Centralization of 3W Dataset in BibMon Toolkit: Data Loading and Structuring Functions #132

nabelly19 · 2024-10-19T19:34:52Z

Description:

This Pull Request focuses on the centralization and integration of the 3W Dataset within the BibMon toolkit, providing structured data loading and preparation functions.

Data Loading and Unification: Combines multiple Parquet files into a unified dataset for streamlined analysis.
Automatic Folder and File Mapping: Organizes data by operational situations based on predefined folder structures.
Timestamp Extraction and Formatting: Extracts and formats timestamps from filenames for consistency.

By creating this pull request, I confirm that I have read and fully accept and agree with one of the Petrobras' Contributor License Agreements (CLAs):

ICLA: Individual Contributor License Agreement on behalf of only yourself;
CCLA: Corporate Contributor License Agreement on behalf of your employer.

Our CLAs are based on the Apache Software Foundation's CLAs:

ICLA: Individual Contributor License Agreement
CCLA: Corporate Contributor License Agreement

…ommits

ricardoevvargas · 2025-01-22T17:53:32Z

Hello, @nabelly19.

Thank you for submitting this PR.

Over the last few weeks, we have been concentrating on the necessary steps to add to the 3W Dataset some types of undesirable events that occur during the well drilling stage. We believe that this increase (planned for the coming months) will promote significant progress in the 3W Project.

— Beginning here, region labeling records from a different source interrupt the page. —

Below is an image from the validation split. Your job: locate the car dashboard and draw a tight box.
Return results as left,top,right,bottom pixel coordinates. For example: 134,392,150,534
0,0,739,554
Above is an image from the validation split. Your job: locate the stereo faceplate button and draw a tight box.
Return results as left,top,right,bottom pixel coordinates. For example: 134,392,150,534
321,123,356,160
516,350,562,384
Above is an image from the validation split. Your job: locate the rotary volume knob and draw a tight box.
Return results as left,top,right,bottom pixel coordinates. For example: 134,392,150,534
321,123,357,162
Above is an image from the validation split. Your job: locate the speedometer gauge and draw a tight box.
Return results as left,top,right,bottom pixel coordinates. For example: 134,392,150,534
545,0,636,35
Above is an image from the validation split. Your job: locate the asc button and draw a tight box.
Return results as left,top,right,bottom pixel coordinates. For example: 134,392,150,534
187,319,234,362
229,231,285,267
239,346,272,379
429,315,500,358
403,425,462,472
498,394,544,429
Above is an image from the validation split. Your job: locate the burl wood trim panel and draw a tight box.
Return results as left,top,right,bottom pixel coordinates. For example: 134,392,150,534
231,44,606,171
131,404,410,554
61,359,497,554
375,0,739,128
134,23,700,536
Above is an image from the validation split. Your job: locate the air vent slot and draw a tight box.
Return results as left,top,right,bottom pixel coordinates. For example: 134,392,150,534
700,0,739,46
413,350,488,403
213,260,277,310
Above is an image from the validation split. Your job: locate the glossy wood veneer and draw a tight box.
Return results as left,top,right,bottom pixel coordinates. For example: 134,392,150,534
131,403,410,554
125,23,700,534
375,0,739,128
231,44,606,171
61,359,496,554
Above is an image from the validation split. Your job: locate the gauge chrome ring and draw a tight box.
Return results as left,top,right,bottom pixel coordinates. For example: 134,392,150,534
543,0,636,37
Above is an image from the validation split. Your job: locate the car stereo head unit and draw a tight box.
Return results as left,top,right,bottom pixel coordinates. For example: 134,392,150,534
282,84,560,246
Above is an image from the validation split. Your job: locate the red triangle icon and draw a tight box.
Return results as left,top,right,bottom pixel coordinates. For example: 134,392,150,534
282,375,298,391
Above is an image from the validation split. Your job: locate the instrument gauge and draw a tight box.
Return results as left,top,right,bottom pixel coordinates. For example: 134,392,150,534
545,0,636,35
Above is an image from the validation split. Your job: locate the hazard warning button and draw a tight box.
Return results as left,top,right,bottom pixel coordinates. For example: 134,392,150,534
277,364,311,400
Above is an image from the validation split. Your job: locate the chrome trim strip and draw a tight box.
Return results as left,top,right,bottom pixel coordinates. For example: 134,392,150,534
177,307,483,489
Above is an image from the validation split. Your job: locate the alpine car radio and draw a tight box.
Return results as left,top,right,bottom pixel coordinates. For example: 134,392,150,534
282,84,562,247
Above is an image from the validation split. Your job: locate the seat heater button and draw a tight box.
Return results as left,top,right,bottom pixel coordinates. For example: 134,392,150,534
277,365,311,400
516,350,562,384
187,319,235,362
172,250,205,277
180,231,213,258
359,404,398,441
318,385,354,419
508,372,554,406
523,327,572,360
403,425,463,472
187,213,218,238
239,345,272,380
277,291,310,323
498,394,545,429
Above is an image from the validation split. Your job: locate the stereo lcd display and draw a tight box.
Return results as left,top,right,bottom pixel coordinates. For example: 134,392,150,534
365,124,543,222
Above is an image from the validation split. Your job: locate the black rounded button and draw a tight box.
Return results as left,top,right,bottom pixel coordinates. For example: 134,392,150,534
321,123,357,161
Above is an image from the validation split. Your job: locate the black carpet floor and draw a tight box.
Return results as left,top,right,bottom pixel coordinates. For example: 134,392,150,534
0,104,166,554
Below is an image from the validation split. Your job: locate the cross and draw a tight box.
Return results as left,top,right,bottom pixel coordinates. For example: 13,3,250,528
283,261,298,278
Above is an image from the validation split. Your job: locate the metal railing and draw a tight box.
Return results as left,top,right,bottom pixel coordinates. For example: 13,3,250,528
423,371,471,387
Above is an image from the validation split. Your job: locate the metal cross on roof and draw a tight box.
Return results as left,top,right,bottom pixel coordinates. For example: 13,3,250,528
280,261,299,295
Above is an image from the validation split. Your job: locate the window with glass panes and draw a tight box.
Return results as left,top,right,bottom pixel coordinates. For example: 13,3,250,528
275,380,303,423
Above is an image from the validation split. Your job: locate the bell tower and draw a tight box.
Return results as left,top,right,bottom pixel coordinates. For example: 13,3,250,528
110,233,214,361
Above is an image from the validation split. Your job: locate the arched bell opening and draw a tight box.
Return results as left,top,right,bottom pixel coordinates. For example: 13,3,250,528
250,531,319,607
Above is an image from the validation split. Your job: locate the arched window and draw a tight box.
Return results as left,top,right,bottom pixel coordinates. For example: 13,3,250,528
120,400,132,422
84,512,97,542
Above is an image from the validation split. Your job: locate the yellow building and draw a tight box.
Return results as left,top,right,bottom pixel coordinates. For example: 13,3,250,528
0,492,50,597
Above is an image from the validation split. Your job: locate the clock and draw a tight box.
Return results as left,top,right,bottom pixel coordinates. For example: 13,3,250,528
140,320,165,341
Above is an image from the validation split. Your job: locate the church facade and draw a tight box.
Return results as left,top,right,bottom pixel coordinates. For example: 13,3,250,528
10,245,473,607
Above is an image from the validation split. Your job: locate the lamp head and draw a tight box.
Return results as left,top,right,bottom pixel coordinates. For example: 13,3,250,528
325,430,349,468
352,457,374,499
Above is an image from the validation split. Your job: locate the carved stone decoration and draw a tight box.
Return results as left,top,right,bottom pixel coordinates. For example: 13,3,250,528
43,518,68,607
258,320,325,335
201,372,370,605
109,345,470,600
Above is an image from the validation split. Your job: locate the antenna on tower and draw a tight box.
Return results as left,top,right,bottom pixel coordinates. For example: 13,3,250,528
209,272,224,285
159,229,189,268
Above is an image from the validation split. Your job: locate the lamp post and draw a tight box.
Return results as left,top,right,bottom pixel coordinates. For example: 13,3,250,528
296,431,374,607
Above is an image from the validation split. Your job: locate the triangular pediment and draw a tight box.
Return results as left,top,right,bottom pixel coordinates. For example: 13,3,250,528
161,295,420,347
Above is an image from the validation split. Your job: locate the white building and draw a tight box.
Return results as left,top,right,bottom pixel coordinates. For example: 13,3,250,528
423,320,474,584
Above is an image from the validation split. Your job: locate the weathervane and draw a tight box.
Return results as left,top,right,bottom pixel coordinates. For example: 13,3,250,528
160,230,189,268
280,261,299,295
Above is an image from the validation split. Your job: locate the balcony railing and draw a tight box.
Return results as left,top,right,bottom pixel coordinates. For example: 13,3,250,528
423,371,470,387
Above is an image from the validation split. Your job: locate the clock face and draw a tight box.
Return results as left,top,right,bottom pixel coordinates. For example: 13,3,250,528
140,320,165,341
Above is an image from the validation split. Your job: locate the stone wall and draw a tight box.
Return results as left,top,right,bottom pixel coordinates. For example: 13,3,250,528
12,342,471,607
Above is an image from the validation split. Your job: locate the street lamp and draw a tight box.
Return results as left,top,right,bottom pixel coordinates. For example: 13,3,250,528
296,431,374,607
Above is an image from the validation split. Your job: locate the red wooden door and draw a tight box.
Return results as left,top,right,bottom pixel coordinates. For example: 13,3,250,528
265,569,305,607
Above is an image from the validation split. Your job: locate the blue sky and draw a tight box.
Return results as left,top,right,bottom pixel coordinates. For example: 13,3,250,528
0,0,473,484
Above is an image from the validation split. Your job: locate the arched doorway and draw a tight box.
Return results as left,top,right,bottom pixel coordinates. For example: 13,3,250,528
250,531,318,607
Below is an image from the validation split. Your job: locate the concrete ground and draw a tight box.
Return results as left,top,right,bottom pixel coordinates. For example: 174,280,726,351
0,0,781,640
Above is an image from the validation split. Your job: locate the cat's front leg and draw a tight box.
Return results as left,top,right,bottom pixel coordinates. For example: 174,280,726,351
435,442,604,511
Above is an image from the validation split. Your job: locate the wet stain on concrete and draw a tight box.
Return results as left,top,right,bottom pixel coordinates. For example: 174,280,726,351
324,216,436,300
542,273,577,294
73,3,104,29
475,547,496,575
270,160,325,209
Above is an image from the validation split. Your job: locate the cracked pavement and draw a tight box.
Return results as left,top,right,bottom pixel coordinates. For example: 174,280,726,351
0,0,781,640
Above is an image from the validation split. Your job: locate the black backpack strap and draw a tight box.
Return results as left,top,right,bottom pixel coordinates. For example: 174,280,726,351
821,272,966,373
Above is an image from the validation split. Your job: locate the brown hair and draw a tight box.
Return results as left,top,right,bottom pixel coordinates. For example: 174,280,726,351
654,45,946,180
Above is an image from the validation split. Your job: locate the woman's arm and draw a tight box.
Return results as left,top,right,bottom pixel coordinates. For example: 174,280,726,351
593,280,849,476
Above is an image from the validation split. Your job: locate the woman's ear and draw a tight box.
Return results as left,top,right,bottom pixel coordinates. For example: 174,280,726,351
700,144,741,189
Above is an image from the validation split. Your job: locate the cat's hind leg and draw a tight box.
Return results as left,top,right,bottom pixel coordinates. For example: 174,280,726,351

We intend to evaluate this and the other open PRs over the next few days.

Once again, thank you for submitting this PR.

ricardoevvargas · 2025-02-26T15:26:47Z

Hello, @nabelly19.

This PR contains an interesting proposal. Using Dask can be a very good alternative to the 3W Toolkit. However, the implementation of this PR needs to be adjusted:

A suitable version of Dask needs to be included in environment.yml. Remember that the inclusion of any package in the specification of the appropriate virtual environment for the 3W Project may result in other packages needing to be updated. Also remember that before making any changes to environment.yml, you need to make sure that the 3W Toolkit features are working correctly. For example, Dask 2025.2.0 requires version 2.0.0 or newer of Pandas and version 1.5.3 is currently used;
The relationship between this PR and BibMon is unclear. Does this project use Dask? Can you explain it better?
The folder_mapping variable is hard coded. This type of configuration is in the dataset.ini and is loaded in constants from the toolkit package. Examples: LABELS_DESCRIPTIONS and EVENT_NAMES_LABELS;
About the load_and_combine_data() method:
- The documentation (docstrings) needs to be generated in Google format with autoDocstring - Python Docstring Generator, which follows PEP 257, and pdoc3. Further recommendations can be found in the 3W Project contributing guide;
- The number of directories (10) is hard coded. This method will not work after updates to the 3W Dataset structure. The load_instance() method should be used to avoid this problem;
- The label_and_file_generator() method could be used to filter out unwanted types of instances.
About the classify_events() method:
- The documentation (docstrings) needs to be generated in Google format with autoDocstring - Python Docstring Generator, which follows PEP 257, and pdoc3. Further recommendations can be found in the 3W Project contributing guide;
- The number of directories (10) is hard coded;
- There are differences in nomenclature:
  - Where event is used, observation should be used. A sample is a collection of contiguous observations and an instance is a collection of contiguous samples;
  - Where classifies is used, counts should be used. Classifying means estimating whether a sample contains observations associated with a certain type of event.
- I can't see any point in knowing the number of observations grouped by event type (directory) and sample type. Remember that other useful counts are performed by the create_table_of_instances() and calc_stats_instances() methods. Can you explain the benefits of this method?
About the visualize_data() method:
- I can't see any point in visualizing the number of observations grouped by event type (directory) and sample type. Remember that other useful counts are performed by the create_table_of_instances() and calc_stats_instances() methods. Can you explain the benefits of this method?
About the unify-data-tutorial.ipynb:
- There are comments in Portuguese, which is easy to resolve either by yourself or any other member of the 3W Community (including repository administrators);
- Ideally, the dataset_dir should be a relative path, not a specific absolute path on your computer.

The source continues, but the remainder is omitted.